We explore testing the reasoning ability of large language models (LLMs),
such as ChatGPT, by engaging with them in a debate-like conversation that
probes deeper into their understanding of the subject. Specifically, we
formulate a new task where given a question, the LLM can generate a correct
solution while the user believes in a wrong solution in the beginning, and they
need to discuss to make the correct decision through dialogue.
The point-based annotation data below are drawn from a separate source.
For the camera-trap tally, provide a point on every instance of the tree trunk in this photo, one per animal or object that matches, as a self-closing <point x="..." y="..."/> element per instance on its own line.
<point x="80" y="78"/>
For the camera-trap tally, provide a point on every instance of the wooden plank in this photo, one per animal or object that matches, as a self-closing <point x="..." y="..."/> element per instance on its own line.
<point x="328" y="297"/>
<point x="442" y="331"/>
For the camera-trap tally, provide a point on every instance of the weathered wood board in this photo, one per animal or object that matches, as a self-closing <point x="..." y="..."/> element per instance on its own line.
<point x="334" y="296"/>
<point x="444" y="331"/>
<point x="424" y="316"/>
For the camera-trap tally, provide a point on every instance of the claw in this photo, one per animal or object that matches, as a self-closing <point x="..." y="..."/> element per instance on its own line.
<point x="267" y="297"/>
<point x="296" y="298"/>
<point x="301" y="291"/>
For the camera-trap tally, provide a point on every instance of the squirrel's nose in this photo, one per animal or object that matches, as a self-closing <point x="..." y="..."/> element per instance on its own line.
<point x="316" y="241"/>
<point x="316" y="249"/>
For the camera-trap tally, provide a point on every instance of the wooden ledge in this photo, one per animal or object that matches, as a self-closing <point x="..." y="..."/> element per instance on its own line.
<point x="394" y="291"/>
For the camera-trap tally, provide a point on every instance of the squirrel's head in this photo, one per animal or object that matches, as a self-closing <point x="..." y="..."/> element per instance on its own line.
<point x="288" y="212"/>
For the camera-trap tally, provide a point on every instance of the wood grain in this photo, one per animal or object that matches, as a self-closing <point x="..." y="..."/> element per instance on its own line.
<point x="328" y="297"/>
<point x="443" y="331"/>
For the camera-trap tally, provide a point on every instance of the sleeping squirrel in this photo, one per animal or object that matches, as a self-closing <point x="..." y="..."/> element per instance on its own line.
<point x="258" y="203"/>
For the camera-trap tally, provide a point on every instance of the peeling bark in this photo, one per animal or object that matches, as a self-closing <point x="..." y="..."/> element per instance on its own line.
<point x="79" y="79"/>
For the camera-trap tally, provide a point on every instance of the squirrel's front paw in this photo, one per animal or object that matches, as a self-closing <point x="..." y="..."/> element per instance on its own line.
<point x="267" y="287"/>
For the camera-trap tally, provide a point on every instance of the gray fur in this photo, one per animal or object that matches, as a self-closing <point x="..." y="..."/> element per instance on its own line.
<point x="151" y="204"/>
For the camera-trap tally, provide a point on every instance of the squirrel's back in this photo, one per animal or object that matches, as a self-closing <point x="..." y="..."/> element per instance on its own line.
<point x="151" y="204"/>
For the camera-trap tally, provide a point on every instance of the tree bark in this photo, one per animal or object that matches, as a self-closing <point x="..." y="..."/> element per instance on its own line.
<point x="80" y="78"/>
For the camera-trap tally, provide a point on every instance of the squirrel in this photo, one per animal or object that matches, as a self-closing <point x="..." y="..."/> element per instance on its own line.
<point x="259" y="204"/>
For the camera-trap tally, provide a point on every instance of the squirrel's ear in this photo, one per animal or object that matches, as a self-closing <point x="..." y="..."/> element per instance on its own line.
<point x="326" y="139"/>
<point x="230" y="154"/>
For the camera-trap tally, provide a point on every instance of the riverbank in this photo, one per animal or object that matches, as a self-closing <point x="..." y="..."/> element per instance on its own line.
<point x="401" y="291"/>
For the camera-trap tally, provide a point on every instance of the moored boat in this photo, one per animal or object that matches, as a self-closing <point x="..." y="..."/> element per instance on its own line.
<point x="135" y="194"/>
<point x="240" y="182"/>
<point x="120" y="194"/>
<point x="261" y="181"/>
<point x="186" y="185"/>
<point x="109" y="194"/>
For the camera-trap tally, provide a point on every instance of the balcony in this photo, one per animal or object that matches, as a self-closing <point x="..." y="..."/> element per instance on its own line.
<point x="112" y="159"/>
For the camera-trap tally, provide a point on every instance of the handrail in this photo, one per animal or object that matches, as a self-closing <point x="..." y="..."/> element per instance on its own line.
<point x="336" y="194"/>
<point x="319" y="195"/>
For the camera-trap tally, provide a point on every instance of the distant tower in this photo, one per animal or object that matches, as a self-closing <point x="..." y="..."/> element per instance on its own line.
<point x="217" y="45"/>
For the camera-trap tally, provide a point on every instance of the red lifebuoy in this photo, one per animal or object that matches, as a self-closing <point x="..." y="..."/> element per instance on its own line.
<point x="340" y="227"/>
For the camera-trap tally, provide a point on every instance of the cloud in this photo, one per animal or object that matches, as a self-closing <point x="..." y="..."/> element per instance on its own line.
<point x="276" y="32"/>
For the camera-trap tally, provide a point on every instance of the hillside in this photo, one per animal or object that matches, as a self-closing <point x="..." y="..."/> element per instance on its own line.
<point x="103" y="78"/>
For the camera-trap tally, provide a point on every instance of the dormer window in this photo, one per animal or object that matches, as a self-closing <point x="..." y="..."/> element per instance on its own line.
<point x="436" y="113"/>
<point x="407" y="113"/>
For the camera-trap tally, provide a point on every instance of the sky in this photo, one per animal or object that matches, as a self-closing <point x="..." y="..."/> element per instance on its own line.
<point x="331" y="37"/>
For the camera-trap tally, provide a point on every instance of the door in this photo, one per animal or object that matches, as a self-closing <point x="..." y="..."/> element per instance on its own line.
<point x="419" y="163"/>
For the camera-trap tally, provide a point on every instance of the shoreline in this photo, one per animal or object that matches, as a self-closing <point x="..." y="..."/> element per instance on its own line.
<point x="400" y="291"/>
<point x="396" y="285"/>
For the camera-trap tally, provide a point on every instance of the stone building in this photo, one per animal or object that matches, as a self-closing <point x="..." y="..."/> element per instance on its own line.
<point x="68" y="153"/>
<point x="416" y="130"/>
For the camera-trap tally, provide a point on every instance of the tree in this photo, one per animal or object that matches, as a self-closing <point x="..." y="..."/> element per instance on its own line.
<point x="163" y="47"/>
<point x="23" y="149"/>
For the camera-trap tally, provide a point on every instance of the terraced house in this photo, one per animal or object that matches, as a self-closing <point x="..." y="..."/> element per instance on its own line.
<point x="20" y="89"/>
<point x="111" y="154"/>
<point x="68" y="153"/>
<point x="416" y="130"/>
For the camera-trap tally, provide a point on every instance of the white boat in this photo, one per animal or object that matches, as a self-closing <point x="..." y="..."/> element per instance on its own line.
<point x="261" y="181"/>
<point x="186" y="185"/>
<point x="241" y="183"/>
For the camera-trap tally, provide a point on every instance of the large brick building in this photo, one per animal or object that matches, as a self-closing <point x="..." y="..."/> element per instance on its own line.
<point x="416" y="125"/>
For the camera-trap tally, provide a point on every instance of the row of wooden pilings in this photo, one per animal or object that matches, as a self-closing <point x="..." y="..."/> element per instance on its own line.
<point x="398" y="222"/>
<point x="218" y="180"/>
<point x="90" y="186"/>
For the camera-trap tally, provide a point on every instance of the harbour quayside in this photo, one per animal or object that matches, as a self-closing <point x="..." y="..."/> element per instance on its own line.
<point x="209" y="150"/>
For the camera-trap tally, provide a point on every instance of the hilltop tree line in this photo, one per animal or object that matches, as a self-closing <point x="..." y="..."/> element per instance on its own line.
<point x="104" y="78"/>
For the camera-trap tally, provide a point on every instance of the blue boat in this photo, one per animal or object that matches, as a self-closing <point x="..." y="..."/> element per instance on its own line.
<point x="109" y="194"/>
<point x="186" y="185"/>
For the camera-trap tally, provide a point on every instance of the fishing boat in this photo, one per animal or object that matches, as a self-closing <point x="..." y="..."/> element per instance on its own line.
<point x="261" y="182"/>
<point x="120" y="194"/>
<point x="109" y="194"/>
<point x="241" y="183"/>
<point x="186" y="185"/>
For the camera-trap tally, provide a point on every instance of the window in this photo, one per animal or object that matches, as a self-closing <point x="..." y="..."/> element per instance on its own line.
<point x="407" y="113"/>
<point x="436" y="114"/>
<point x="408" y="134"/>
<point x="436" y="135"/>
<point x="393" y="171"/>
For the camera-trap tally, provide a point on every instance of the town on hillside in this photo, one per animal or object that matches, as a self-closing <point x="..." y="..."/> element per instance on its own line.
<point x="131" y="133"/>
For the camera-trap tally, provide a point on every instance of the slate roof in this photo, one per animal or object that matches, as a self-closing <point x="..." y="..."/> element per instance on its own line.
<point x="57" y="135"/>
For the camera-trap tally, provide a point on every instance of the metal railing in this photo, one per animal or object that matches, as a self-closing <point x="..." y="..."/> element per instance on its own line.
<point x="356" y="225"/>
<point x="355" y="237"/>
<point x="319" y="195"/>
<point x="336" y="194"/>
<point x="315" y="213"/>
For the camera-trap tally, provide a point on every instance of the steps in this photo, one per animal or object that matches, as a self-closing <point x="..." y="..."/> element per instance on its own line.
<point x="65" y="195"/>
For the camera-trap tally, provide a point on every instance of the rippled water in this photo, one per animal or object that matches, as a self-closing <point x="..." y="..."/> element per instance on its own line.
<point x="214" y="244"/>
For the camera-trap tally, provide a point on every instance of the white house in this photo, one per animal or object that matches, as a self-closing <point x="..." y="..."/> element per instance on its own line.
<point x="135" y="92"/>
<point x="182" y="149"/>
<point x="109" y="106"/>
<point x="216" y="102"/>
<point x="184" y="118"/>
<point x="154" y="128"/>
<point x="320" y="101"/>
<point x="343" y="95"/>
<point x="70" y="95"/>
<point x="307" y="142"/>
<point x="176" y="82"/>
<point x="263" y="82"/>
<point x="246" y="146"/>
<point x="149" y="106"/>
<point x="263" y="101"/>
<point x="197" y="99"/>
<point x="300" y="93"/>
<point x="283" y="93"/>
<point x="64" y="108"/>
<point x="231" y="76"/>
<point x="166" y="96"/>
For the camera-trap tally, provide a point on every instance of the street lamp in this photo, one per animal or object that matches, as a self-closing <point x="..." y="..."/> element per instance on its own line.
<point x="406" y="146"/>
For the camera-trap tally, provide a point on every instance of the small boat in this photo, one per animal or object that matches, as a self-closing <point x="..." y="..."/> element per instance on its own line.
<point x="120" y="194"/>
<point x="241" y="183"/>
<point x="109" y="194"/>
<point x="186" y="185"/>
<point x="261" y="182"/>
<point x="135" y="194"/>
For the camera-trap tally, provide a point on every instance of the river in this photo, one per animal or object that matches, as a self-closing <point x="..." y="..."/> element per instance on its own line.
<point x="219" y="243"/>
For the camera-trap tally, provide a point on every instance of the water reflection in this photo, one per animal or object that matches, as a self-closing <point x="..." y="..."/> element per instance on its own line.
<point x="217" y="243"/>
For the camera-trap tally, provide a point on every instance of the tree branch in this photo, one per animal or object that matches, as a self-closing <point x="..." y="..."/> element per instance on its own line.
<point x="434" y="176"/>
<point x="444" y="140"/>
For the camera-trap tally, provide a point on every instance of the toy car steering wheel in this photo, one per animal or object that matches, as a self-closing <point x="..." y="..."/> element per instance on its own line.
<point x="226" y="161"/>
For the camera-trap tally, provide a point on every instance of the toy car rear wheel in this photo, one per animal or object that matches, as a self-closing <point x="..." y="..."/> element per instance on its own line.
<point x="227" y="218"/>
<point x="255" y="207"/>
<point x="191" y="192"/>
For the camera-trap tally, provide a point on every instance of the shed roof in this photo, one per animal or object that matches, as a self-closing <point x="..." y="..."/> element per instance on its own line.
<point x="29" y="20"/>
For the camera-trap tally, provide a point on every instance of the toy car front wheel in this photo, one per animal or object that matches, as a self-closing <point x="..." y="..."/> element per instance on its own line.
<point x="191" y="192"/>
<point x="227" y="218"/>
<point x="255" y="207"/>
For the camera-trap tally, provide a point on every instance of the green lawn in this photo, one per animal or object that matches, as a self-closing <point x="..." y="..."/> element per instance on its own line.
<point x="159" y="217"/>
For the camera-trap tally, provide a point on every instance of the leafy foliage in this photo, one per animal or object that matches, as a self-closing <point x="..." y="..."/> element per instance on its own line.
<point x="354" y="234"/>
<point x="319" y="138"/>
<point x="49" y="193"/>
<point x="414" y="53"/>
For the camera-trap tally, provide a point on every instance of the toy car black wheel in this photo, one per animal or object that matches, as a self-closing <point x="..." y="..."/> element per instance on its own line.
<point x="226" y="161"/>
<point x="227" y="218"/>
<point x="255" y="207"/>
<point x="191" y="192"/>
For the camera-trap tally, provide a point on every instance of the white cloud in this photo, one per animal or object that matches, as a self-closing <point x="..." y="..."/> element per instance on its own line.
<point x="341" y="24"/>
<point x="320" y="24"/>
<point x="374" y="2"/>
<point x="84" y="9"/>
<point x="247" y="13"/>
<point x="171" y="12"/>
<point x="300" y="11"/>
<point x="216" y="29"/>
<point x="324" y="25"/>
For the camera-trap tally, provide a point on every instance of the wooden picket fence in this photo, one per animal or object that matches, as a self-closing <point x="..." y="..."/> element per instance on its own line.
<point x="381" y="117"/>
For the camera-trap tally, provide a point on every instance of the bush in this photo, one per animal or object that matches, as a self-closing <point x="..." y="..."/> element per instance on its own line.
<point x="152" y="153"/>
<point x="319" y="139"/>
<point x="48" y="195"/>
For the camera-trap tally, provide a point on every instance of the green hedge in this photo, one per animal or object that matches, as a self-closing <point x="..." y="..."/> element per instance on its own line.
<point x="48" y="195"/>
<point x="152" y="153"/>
Such a setting
requires the LLM to not only achieve the correct answer on its own (which could
be done by shallow memorization), but also be able to defend the truth instead
of blindly believing or getting misled by the user's (invalid) arguments and
critiques, thus testing in greater depth whether the LLM grasps the essence of
the reasoning required to solve the problem. To automate this evaluation
framework and save human labor, we simulate the user using another LLM
conditioned on a synthesized wrong solution. Across a range of complex
reasoning benchmarks spanning math, commonsense, logic and tasks from
BIG-Bench, we find that despite being able to generate correct step-by-step
solutions in the beginning, ChatGPT cannot maintain its belief in truth for a
significant portion of examples when challenged by often-time absurdly invalid
arguments. Our work reveals LLMs' weaknesses not captured by conventional
benchmarking, and also points to danger zones of aligning models with human
feedback.

我们探讨了如何通过进行辩论式的对话来测试大型语言模型（LLM）的推理能力，以此来衡量模型是否真正理解了问题的本质。对多个复杂的推理测试进行实验表明，尽管 ChatGPT 等模型一开始可以生成正确的解决方案，但在面对荒谬的无效论据时，它们无法保持对真理的信仰。